I'm looking for a skeleton C parser. I've done C parsers before and I know to do a real parse, you need to have a symbol table so that you can keep track of typedefs.

I'm wanting to write a tool that will take existing C source (after the preprocessor) and, for example, tell me when a particular function is called (what source line and from within what function) and tell me the arguments to it. I don't need a full cross reference. And, in fact, my particular needs today are just a sample. I'm looking for a parser that is easy to tie in to.

With the standard Ruby source, there is something called "ripper" which they call an "event-based style parser" (for Ruby). It has a number of hooks that are called as the source is parsed -- e.g. start of function, start of statement, etc. This is really easy to tie into. This is one possibility. The other possibility is for the parser to give me back a parse tree (or sequence of trees perhaps).

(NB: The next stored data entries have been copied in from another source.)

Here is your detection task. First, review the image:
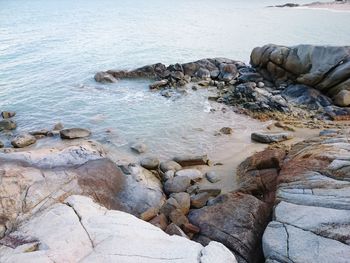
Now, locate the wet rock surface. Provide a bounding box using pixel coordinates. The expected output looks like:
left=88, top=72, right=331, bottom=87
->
left=60, top=128, right=91, bottom=139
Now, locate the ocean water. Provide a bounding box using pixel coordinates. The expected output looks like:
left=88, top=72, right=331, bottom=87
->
left=1, top=0, right=350, bottom=159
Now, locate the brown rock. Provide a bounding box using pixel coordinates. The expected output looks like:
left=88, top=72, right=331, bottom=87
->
left=140, top=207, right=158, bottom=221
left=191, top=192, right=210, bottom=208
left=1, top=111, right=16, bottom=119
left=149, top=214, right=168, bottom=231
left=188, top=192, right=270, bottom=263
left=159, top=198, right=180, bottom=217
left=219, top=127, right=233, bottom=135
left=60, top=128, right=91, bottom=139
left=169, top=209, right=189, bottom=227
left=165, top=223, right=188, bottom=238
left=170, top=192, right=190, bottom=215
left=11, top=134, right=36, bottom=148
left=183, top=223, right=200, bottom=234
left=173, top=155, right=209, bottom=167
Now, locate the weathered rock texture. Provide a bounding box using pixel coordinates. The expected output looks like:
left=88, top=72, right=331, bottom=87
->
left=263, top=133, right=350, bottom=262
left=251, top=44, right=350, bottom=102
left=0, top=195, right=237, bottom=262
left=0, top=141, right=165, bottom=238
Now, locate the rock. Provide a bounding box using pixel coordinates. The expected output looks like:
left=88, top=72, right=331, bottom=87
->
left=334, top=90, right=350, bottom=107
left=160, top=160, right=182, bottom=173
left=201, top=241, right=238, bottom=263
left=11, top=134, right=36, bottom=148
left=0, top=141, right=4, bottom=148
left=251, top=132, right=293, bottom=143
left=183, top=223, right=201, bottom=234
left=140, top=207, right=159, bottom=221
left=0, top=195, right=236, bottom=262
left=281, top=84, right=332, bottom=110
left=250, top=44, right=350, bottom=99
left=0, top=142, right=165, bottom=234
left=170, top=192, right=191, bottom=215
left=206, top=171, right=221, bottom=183
left=1, top=111, right=16, bottom=119
left=163, top=170, right=175, bottom=181
left=319, top=129, right=339, bottom=136
left=130, top=143, right=147, bottom=154
left=149, top=79, right=168, bottom=89
left=198, top=80, right=211, bottom=86
left=52, top=122, right=64, bottom=130
left=173, top=155, right=209, bottom=167
left=29, top=129, right=49, bottom=136
left=191, top=192, right=211, bottom=208
left=165, top=223, right=188, bottom=238
left=0, top=119, right=16, bottom=131
left=219, top=127, right=233, bottom=135
left=169, top=209, right=189, bottom=227
left=149, top=213, right=168, bottom=231
left=60, top=128, right=91, bottom=139
left=218, top=63, right=238, bottom=82
left=94, top=71, right=117, bottom=83
left=262, top=135, right=350, bottom=263
left=197, top=187, right=222, bottom=197
left=164, top=176, right=191, bottom=195
left=159, top=198, right=180, bottom=217
left=140, top=157, right=159, bottom=170
left=175, top=169, right=203, bottom=182
left=189, top=192, right=270, bottom=263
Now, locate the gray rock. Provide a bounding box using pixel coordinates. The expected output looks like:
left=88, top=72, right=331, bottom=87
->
left=149, top=79, right=168, bottom=89
left=11, top=134, right=36, bottom=148
left=175, top=169, right=203, bottom=182
left=263, top=221, right=350, bottom=263
left=60, top=128, right=91, bottom=139
left=94, top=71, right=117, bottom=83
left=160, top=160, right=182, bottom=173
left=164, top=176, right=191, bottom=195
left=130, top=143, right=147, bottom=154
left=140, top=157, right=159, bottom=170
left=0, top=119, right=16, bottom=131
left=163, top=170, right=175, bottom=181
left=251, top=132, right=293, bottom=144
left=159, top=197, right=180, bottom=217
left=206, top=171, right=221, bottom=183
left=334, top=90, right=350, bottom=107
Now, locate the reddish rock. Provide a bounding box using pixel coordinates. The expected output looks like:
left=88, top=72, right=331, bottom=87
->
left=183, top=223, right=200, bottom=234
left=188, top=192, right=270, bottom=263
left=169, top=209, right=189, bottom=227
left=149, top=214, right=168, bottom=231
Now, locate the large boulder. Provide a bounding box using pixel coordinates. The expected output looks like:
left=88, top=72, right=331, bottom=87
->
left=0, top=195, right=237, bottom=262
left=263, top=135, right=350, bottom=262
left=0, top=141, right=165, bottom=238
left=250, top=44, right=350, bottom=100
left=188, top=192, right=271, bottom=263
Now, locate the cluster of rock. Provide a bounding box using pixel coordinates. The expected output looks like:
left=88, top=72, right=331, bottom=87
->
left=0, top=140, right=237, bottom=262
left=95, top=44, right=350, bottom=122
left=0, top=111, right=92, bottom=149
left=138, top=155, right=225, bottom=240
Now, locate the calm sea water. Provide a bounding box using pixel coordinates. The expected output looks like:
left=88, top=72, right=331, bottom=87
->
left=1, top=0, right=350, bottom=159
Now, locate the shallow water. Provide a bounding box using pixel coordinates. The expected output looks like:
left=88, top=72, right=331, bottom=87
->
left=1, top=0, right=349, bottom=158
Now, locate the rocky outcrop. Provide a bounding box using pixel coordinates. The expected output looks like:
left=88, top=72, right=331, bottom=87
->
left=0, top=195, right=237, bottom=262
left=263, top=133, right=350, bottom=262
left=250, top=44, right=350, bottom=102
left=0, top=141, right=165, bottom=238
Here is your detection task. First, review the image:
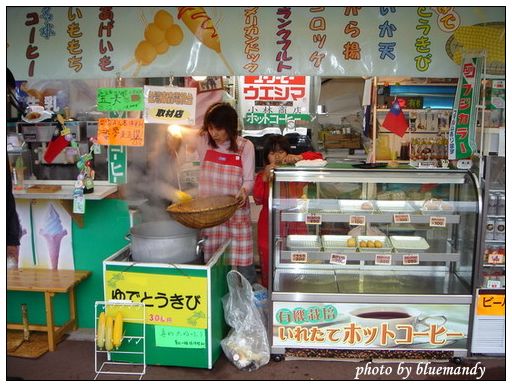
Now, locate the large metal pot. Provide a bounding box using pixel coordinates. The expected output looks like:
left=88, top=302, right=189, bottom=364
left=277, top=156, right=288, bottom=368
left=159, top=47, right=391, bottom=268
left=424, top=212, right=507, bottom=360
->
left=127, top=220, right=204, bottom=264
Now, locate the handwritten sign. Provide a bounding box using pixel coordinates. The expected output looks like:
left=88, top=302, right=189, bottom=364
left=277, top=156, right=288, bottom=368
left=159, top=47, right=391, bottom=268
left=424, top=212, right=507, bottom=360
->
left=476, top=293, right=505, bottom=316
left=98, top=118, right=144, bottom=146
left=97, top=87, right=144, bottom=111
left=144, top=85, right=196, bottom=125
left=154, top=326, right=206, bottom=349
left=330, top=254, right=347, bottom=265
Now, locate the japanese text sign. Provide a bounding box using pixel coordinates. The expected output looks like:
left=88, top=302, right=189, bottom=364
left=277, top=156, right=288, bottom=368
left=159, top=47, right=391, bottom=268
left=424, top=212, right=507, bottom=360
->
left=98, top=118, right=144, bottom=146
left=97, top=87, right=144, bottom=111
left=105, top=270, right=208, bottom=329
left=448, top=55, right=482, bottom=160
left=154, top=326, right=206, bottom=349
left=476, top=293, right=505, bottom=316
left=108, top=145, right=127, bottom=184
left=144, top=86, right=196, bottom=125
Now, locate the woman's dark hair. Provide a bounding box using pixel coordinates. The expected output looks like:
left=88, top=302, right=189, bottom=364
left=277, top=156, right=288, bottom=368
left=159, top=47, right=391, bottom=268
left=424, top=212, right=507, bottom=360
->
left=202, top=102, right=239, bottom=152
left=262, top=135, right=290, bottom=165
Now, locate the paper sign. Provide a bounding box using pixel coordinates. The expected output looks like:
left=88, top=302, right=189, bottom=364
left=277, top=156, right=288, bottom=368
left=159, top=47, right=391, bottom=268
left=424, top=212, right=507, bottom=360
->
left=330, top=254, right=347, bottom=265
left=403, top=254, right=420, bottom=265
left=488, top=253, right=505, bottom=264
left=97, top=87, right=144, bottom=111
left=375, top=254, right=392, bottom=265
left=108, top=145, right=127, bottom=184
left=144, top=86, right=196, bottom=125
left=430, top=216, right=447, bottom=227
left=291, top=252, right=308, bottom=263
left=393, top=214, right=411, bottom=223
left=349, top=215, right=366, bottom=226
left=476, top=293, right=505, bottom=316
left=97, top=118, right=144, bottom=146
left=306, top=213, right=322, bottom=225
left=154, top=326, right=206, bottom=349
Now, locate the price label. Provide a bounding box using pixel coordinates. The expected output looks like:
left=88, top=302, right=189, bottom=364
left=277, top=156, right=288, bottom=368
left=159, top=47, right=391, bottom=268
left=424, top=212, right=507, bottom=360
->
left=291, top=252, right=308, bottom=263
left=92, top=143, right=102, bottom=154
left=486, top=280, right=502, bottom=289
left=393, top=214, right=411, bottom=223
left=403, top=254, right=419, bottom=265
left=488, top=254, right=505, bottom=264
left=306, top=213, right=322, bottom=225
left=430, top=216, right=447, bottom=227
left=330, top=254, right=347, bottom=265
left=349, top=215, right=366, bottom=226
left=375, top=254, right=392, bottom=265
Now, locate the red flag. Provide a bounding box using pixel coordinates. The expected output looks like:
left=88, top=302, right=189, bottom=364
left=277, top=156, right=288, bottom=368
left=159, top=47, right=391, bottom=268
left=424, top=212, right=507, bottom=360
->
left=43, top=115, right=71, bottom=163
left=382, top=100, right=409, bottom=137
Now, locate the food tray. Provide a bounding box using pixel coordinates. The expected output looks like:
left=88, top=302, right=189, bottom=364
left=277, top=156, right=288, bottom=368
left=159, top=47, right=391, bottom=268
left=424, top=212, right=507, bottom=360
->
left=321, top=235, right=357, bottom=252
left=356, top=236, right=392, bottom=252
left=375, top=200, right=416, bottom=213
left=286, top=235, right=321, bottom=251
left=390, top=236, right=430, bottom=251
left=338, top=200, right=375, bottom=213
left=306, top=199, right=340, bottom=213
left=25, top=184, right=62, bottom=193
left=420, top=200, right=455, bottom=214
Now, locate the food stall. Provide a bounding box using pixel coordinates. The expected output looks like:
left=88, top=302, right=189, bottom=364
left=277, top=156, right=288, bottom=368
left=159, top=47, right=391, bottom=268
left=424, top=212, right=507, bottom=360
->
left=268, top=164, right=480, bottom=360
left=6, top=6, right=505, bottom=362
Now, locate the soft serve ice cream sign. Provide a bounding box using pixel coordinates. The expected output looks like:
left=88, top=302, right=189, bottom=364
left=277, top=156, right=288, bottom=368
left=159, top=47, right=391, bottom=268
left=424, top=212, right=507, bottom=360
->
left=30, top=201, right=74, bottom=270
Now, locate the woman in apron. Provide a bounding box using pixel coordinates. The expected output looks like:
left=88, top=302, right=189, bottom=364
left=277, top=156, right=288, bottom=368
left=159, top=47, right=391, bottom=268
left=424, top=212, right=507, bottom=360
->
left=195, top=102, right=257, bottom=283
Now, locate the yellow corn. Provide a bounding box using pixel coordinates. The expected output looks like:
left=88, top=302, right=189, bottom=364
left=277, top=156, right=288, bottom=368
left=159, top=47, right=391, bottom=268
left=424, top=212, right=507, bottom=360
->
left=96, top=312, right=106, bottom=349
left=452, top=25, right=504, bottom=64
left=105, top=315, right=114, bottom=351
left=113, top=311, right=124, bottom=349
left=176, top=190, right=193, bottom=203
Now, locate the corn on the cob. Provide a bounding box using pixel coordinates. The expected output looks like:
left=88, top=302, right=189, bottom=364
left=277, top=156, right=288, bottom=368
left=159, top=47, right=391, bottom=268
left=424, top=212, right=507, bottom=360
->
left=96, top=312, right=106, bottom=349
left=105, top=315, right=114, bottom=351
left=452, top=25, right=504, bottom=64
left=113, top=312, right=124, bottom=349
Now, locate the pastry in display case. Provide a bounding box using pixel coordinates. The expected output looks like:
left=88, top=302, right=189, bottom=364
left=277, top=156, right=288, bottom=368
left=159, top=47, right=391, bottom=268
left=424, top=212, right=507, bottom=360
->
left=268, top=164, right=480, bottom=359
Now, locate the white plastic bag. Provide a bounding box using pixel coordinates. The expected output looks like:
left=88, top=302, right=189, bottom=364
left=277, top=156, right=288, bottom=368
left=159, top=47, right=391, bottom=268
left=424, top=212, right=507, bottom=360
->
left=221, top=270, right=270, bottom=371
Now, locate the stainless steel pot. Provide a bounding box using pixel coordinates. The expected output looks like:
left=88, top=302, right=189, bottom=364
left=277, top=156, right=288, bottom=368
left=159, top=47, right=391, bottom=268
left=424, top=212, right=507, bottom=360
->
left=127, top=220, right=205, bottom=264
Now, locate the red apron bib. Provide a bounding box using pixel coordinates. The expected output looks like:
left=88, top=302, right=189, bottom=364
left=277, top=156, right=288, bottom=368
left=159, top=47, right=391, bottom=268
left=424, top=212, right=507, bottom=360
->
left=199, top=142, right=253, bottom=266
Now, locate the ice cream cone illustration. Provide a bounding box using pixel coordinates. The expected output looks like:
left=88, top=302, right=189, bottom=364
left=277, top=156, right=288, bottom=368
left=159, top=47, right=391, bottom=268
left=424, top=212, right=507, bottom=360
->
left=40, top=204, right=68, bottom=270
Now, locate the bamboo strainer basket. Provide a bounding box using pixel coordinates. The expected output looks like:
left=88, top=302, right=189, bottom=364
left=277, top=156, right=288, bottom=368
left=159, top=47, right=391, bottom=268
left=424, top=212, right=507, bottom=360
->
left=167, top=195, right=239, bottom=229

I'm willing to use most any language but assumed it would be C based. I'm comfortable using Ruby, Python, Perl, etc if necessary. I can also work with YACC / Bison if necessary.

I'm hoping this project would have either exactly what I'm looking for or major pieces to help me build what I'm looking for.

Using clang's libraries, you can generate a complete AST for C code,
find all the call expressions, and do whatever analysis of them is
necessary. See http://clang.llvm.org/ . Please direct further
questions to the cfe-dev mailing list.


I got clang working. I put it on my Mac. I see the -S option and I see that -emit-ast spews out some binary stuff. I've also found a page describing how to read it back in but I'm assuming that somewhere is a utility to pretty print the AST (or perhaps it is built right into clang).

Try writing a Clang plugin. There’s an example plugin that prints all function names in examples/PrintFunctionNames.

You will want to be familiar with what Clang’s AST looks like. For a view of the inheritance hierarchy for the AST nodes, see here:

btw: Clang’s AST hierarchy has two roots, Decl and Stmt (that confused me at first).

try clang -cc1 main.c -ast-dump

No, that won’t find includes. It will be more useful to run
clang main.c -Xclang -ast-dump

The -Xclang passes the next argument to the “-cc1” invocation of clang. (warning, the dump will probably be huge, but you can grep and such to get just the parts you want). Btw I didn’t know that you could trigger the ast dump from the command line; awesome!